Mickey Kaus notes that Chris Suellentrop, who blogs at the NY Times, broke the story before the NY Post:
Armstrong and Moulitsas…worked as consultants to Howard Dean’s presidential campaign, and Dean’s former head of Internet outreach, Zephyr Teachout, sparked a blog tizzy last year when she wrote on her (now defunct) personal blog that the Dean campaign paid the two men in an effort “to buy their airtime.” Teachout wrote:
“On Dean’s campaign, we paid Markos and Jerome Armstrong as consultants, largely in order to ensure that they said positive things about Dean. We paid them over twice as much as we paid two staffers of similar backgrounds, and they had several other clients. … While they ended up also providing useful advice, the initial reason for our outreach was explicitly to buy their airtime. To be very clear, they never committed to supporting Dean for the payment — but it was very clearly, internally, our goal.”

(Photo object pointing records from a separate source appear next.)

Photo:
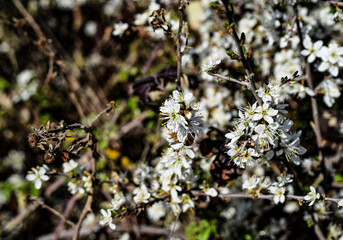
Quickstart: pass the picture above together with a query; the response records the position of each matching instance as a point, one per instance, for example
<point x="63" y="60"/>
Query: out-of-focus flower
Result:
<point x="69" y="166"/>
<point x="107" y="218"/>
<point x="311" y="50"/>
<point x="156" y="211"/>
<point x="312" y="196"/>
<point x="120" y="28"/>
<point x="37" y="175"/>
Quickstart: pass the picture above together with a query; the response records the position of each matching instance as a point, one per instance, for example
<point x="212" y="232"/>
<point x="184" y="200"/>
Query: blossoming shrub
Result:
<point x="226" y="121"/>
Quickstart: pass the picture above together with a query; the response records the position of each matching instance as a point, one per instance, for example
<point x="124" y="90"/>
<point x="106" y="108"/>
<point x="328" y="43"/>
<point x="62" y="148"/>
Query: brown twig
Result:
<point x="178" y="45"/>
<point x="58" y="214"/>
<point x="314" y="105"/>
<point x="144" y="230"/>
<point x="227" y="78"/>
<point x="87" y="207"/>
<point x="250" y="75"/>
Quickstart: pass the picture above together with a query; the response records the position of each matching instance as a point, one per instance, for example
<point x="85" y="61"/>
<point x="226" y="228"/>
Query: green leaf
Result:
<point x="202" y="231"/>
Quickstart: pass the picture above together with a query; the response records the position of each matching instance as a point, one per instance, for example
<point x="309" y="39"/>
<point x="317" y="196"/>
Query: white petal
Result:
<point x="38" y="184"/>
<point x="112" y="226"/>
<point x="311" y="58"/>
<point x="260" y="128"/>
<point x="30" y="177"/>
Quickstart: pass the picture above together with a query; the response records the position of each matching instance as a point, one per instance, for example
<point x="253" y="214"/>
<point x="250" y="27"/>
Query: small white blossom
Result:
<point x="279" y="194"/>
<point x="312" y="196"/>
<point x="69" y="166"/>
<point x="87" y="183"/>
<point x="265" y="112"/>
<point x="330" y="88"/>
<point x="311" y="50"/>
<point x="74" y="188"/>
<point x="209" y="63"/>
<point x="251" y="183"/>
<point x="107" y="218"/>
<point x="117" y="201"/>
<point x="187" y="202"/>
<point x="142" y="194"/>
<point x="38" y="176"/>
<point x="156" y="211"/>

Moulitsas dismissed Teachout’s posting as a “non-story,” and he noted that he posted a disclaimer on Daily Kos stating that he worked for Dean for the duration of the contract. Armstrong, for that matter, quit blogging while he worked for Dean. But their disclosures were somewhat haphazard — posted on separate pages like this one — and after the campaign ended, they didn’t always disclose their past financial relationship with Dean, leading some people to compare the blog boomlet they helped create for Dean to the work of online bulletin-board posters who touted dodgy Internet stocks during the boom market without disclosing that they were being paid for their words.
Which, interestingly, is precisely what the Securities and Exchange Commission, in court documents filed last August, alleges that Jerome Armstrong did in 2000. (The original S.E.C. complaint is here.) In a subsequent filing, the S.E.C. alleges that “there is sufficient evidence to infer that the defendants secretly agreed to pay Armstrong for his touting efforts” on the financial Web site Raging Bull.
Without admitting or denying anything, Armstrong has agreed to a permanent injunction that forbids him from touting stocks in the future. The S.E.C. remains in litigation with him over the subject of potential monetary penalties.
(hat tip to Ryan Sager at the RCP Blog)…
UPDATE 10:31 a.m.: More from the always-interesting MinuteMan, who graciously links to yours truly and expounds a bit on the consent decree. Just for the record, the ‘neither admitting or denying guilt’ is standard boilerplate for SEC consent decrees - it certainly doesn’t imply innocence and, in fact, brings a fairly heavy, though not absolute, assumption of guilt (otherwise, why settle? Oh, to avoid litigation costs, I suppose - but let’s face it - 90% of people who enter into these agreements (and I’m being charitable) in fact did engage in the wrongdoing alleged)…
UPDATE 2 10:51 a.m.: Pajamas has much, much more…
June 19th, 2006 at 3:07 pm
You can’t trust anyone these days, eh? Even some bloggers are slick criminals too. It looks like Armstrong is just another used car salesman looking to make a fast buck.